Design: 7/10 The building has an interesting shape and a color scheme that matches the setting well. There's enough detail to make the set feel full, but not an excessive amount of detail to get in the way of storytelling. However, some parts of the set seem chunky or imbalanced, like the green roof area. In addition, some of the color mixing doesn't look very good in the support columns.
Parts: 6/10 A standard assortment of bricks, plates, and arches. The set contains a few interesting pieces, like the spectacular printed flute, but I wouldn't consider this a parts pack by any means.
Build: 5/10 Straight-forward with no surprises or interesting techniques.
Minifigs: 9/10 All the characters in the book scene are present, including a fantastic molded Fluffy. By today's standards, they're a bit bland, but I think their simplicity is just fine.
Playability: 7/10 The trap door and Devil's Snare function is one of the more innovative Harry Potter traps.
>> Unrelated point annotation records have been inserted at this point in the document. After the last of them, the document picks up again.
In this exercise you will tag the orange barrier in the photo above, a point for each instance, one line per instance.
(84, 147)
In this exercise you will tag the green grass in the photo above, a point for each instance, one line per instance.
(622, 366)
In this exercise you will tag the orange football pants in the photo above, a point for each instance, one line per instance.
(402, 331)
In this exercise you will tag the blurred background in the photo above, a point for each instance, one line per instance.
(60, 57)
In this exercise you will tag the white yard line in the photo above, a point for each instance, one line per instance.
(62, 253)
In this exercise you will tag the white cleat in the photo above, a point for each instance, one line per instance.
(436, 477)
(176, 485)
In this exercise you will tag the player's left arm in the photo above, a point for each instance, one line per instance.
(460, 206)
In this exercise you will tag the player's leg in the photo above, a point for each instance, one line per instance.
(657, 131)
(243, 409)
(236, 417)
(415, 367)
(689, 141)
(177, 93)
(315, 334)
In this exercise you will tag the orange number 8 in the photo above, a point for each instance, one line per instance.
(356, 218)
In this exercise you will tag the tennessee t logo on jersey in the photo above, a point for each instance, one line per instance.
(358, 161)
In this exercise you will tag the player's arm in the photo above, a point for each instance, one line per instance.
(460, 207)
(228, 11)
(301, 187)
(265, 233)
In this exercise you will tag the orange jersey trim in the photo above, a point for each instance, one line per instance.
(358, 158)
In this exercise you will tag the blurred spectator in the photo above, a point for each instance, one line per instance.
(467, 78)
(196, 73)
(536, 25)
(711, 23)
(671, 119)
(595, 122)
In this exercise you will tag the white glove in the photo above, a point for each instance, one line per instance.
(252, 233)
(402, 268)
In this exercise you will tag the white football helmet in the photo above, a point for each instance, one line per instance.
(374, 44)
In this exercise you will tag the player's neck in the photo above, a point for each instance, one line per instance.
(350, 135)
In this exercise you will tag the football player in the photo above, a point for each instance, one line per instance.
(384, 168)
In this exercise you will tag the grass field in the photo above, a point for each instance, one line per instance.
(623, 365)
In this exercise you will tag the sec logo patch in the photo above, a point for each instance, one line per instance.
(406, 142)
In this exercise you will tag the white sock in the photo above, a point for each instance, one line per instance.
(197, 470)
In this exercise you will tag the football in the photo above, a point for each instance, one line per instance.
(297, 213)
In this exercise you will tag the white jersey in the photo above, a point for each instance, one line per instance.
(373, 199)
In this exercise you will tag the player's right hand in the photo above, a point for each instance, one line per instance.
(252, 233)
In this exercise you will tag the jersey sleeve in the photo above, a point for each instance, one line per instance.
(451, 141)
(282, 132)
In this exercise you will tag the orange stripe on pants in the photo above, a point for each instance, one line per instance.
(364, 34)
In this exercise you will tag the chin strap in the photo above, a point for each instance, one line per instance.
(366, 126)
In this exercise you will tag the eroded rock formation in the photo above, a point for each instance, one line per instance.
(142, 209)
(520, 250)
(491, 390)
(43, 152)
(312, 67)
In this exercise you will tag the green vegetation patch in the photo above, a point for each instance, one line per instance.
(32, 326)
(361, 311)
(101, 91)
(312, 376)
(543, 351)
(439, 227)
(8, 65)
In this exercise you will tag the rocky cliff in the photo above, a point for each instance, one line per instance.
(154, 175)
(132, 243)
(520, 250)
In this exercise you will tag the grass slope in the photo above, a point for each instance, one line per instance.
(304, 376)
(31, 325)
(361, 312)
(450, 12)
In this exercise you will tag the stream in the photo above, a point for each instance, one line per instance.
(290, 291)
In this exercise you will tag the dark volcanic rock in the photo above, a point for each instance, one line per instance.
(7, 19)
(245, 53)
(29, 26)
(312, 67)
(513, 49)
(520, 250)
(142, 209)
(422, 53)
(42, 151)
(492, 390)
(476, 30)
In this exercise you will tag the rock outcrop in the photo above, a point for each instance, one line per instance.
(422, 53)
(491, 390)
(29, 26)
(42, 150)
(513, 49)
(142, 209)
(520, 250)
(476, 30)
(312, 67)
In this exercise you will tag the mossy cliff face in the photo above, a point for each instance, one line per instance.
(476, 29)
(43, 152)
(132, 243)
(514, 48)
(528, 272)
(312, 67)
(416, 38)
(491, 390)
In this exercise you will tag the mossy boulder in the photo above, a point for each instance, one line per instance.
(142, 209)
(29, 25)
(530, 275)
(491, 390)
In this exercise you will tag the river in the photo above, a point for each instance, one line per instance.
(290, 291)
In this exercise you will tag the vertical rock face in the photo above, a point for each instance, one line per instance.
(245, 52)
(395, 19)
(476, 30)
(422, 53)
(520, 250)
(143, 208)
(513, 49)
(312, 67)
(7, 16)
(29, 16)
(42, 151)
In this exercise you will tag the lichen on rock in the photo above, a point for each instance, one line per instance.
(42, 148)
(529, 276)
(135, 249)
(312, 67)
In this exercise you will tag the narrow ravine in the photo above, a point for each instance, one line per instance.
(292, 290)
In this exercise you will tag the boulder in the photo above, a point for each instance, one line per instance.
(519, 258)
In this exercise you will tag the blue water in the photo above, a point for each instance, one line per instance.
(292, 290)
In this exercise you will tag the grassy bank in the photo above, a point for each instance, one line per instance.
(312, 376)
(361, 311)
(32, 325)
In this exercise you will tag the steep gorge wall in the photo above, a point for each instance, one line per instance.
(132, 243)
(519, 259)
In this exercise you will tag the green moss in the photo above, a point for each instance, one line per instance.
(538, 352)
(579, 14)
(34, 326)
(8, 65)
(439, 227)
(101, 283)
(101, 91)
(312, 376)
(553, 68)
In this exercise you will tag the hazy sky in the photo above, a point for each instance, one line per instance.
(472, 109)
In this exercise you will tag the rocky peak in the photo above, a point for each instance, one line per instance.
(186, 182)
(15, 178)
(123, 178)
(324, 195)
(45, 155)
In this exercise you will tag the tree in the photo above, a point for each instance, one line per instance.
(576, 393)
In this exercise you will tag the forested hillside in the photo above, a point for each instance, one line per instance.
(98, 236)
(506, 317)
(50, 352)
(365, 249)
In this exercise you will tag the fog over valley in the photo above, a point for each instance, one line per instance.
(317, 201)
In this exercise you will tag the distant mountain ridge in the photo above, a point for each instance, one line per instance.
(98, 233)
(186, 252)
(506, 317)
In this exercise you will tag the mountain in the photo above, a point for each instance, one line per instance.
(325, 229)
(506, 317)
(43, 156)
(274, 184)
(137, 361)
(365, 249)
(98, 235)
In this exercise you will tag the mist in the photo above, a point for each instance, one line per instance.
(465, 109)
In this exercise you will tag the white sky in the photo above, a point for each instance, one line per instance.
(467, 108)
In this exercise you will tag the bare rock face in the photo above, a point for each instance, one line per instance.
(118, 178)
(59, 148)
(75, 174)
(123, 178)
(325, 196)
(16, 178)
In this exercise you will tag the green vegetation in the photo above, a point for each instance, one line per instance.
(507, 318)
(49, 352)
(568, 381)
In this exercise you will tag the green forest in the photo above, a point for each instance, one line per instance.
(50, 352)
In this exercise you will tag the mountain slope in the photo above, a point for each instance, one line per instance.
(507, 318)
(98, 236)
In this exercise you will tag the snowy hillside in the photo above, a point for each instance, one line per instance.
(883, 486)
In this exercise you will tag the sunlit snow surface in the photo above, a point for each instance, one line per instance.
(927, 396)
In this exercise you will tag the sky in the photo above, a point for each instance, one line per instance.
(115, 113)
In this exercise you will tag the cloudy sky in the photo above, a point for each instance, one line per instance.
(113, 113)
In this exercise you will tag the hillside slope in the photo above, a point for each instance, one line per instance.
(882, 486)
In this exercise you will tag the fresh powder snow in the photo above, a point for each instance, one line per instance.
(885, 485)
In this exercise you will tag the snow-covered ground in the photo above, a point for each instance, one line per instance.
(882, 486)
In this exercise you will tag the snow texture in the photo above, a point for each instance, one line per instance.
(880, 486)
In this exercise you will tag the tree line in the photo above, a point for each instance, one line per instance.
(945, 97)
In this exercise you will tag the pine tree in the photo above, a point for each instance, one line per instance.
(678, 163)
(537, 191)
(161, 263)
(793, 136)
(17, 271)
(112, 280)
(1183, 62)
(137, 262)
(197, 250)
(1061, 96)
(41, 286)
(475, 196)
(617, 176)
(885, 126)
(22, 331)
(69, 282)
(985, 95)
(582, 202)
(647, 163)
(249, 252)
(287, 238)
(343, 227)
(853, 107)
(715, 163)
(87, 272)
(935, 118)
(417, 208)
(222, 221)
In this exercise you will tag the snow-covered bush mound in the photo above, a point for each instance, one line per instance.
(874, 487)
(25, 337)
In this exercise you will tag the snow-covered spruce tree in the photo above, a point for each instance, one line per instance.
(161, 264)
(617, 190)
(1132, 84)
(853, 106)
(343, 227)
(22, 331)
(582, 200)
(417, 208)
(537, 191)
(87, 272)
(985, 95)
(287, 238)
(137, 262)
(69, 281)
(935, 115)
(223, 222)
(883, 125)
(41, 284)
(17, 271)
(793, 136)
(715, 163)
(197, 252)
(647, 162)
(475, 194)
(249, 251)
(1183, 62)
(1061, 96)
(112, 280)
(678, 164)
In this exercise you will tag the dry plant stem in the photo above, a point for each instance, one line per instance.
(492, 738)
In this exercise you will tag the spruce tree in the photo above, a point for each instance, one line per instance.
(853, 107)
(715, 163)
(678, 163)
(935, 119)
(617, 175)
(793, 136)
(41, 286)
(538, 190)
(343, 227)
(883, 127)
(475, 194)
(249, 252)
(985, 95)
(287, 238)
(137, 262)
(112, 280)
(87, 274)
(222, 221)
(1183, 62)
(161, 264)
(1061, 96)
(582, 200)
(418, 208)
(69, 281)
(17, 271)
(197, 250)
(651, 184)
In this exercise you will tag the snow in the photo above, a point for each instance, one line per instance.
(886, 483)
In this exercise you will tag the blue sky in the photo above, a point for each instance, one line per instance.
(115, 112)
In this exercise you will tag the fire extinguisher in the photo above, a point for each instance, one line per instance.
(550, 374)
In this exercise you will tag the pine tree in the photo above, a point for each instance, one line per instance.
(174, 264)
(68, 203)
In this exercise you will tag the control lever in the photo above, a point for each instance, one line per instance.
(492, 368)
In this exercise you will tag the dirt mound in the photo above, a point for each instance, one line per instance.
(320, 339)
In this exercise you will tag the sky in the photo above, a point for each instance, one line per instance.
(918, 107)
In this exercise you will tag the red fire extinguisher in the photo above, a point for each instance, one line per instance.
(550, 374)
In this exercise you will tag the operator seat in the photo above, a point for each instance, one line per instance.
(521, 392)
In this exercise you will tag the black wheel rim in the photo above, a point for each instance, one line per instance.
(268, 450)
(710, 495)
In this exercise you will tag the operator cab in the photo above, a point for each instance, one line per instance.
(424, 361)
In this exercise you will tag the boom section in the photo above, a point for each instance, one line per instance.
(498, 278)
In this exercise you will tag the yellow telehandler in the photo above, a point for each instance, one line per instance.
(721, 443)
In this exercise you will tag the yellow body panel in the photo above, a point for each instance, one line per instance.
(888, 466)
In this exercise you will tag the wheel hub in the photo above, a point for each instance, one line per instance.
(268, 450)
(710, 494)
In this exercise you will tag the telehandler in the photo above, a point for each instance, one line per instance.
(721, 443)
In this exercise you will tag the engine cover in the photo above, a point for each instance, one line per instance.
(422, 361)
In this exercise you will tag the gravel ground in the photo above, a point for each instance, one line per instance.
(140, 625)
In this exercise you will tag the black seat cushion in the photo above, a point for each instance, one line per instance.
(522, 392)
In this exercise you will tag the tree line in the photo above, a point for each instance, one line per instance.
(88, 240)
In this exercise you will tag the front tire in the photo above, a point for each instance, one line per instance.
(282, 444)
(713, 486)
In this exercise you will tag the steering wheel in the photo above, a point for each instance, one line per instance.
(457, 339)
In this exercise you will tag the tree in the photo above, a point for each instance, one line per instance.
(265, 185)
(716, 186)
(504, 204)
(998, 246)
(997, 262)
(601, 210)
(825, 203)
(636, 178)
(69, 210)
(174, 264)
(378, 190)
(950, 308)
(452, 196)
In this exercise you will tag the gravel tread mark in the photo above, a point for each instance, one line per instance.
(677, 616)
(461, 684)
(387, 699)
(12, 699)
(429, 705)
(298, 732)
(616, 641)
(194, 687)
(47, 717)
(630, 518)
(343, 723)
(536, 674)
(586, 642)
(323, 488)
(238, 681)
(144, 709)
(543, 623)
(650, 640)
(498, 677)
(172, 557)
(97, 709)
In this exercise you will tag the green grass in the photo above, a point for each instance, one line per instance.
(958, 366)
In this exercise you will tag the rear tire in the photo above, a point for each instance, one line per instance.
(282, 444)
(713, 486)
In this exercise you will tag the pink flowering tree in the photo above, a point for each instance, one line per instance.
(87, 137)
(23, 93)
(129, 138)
With everything you need to recreate the iconic scene, the playability options are pretty good.
Price: 9/10 If this set originally retailed for $30 USD, that's a very good price. Yes, the piece count is only around 238, but there are several baseplates, a molded three-headed dog, and a special staircase.
Total: 43/60 This set brings plenty of interesting things to the table - Fluffy, the flute, and a unique trap. However, the parts that aren't special are really quite boring - the tall chamber, the bulky roof. If you don't mind the mundane aspects and you want the specials that it features, then this set is definitely for you. If you just want a flute, just buy it on Bricklink for a few bucks, rather than getting the entire set. This medium-sized modular castle set is an interesting twist on the Harry Potter theme, but it has its flaws.